Olivier Beaud is a tenured professor of public law at Université Paris II Panthéon-Assas, where he teaches constitutional law, philosophy of law and state theory. He has been the joint director of the Michel Villey Institute since 2006, and a senior member of the Academic Institute of France since 2012.

Jorge Cagiao y Conde is a researcher and lecturer (with HDR qualification) in the Department of Law and Languages at the University of Tours. His book Micronacionalismos. ¿No seremos todos nacionalistas? (“Micronationalisms – are we not all nationalists?”) was published in 2018.

Alain-G. Gagnon is a professor in the Department of Political Science at Université du Québec à Montréal, where he holds the Canada Research Chair in Québec and Canadian Studies. He is also the director of the new Centre d’analyse politique – Constitution et Fédéralisme (CAPCF: https://capcf.uqam.ca).

Dave Guénette is a postdoctoral fellow at McGill University, associated with the Peter MacKell Chair in Federalism. He co-edited the books Ré-imaginer le Canada - Vers un État multinational? (with Félix Mathieu, PUL, 2019) and Cinquante déclinaisons de fédéralisme - Théorie, enjeux et études de cas (with Félix Mathieu and Alain-G. Gagnon, Quebec, PUQ, 2020).

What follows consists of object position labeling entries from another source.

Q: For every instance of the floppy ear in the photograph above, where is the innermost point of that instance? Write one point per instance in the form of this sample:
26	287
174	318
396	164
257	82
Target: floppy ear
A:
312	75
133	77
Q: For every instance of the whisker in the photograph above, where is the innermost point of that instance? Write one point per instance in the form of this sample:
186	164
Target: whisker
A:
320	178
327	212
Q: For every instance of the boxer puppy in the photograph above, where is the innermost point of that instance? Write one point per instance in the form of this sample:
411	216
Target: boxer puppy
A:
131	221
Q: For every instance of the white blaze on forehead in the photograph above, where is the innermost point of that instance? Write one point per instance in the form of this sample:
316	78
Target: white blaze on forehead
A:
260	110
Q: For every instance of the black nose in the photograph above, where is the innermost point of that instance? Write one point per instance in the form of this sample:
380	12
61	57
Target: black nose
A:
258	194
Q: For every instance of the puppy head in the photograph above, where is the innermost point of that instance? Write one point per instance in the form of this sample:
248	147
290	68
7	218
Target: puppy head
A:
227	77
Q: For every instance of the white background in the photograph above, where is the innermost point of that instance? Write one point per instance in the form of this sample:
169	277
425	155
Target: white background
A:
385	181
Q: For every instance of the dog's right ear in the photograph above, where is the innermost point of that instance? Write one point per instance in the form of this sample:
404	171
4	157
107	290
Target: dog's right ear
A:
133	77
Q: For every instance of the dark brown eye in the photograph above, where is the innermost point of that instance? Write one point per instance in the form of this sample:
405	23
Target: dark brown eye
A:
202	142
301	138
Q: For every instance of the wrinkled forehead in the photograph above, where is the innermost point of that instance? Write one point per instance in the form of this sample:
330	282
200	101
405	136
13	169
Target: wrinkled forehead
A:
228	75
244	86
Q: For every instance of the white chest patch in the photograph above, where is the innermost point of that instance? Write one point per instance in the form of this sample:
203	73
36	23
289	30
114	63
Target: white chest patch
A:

Christophe Parent is a lecturer in the faculty of law and the social sciences at Université de Poitiers, and a member of the Institute of Public Law. In 2011 he published a book on the concept of multi-nation federal states, Le concept d’État fédéral multinational: essai sur l’union des peuples.

Lucía Payero-López is a lecturer at the Padre Ossó Faculty of Universidad de Oviedo (Spain), where she is also involved in research in the Department of Legal Philosophy. Her research focuses on the philosophy of law, political theory and constitutional theory.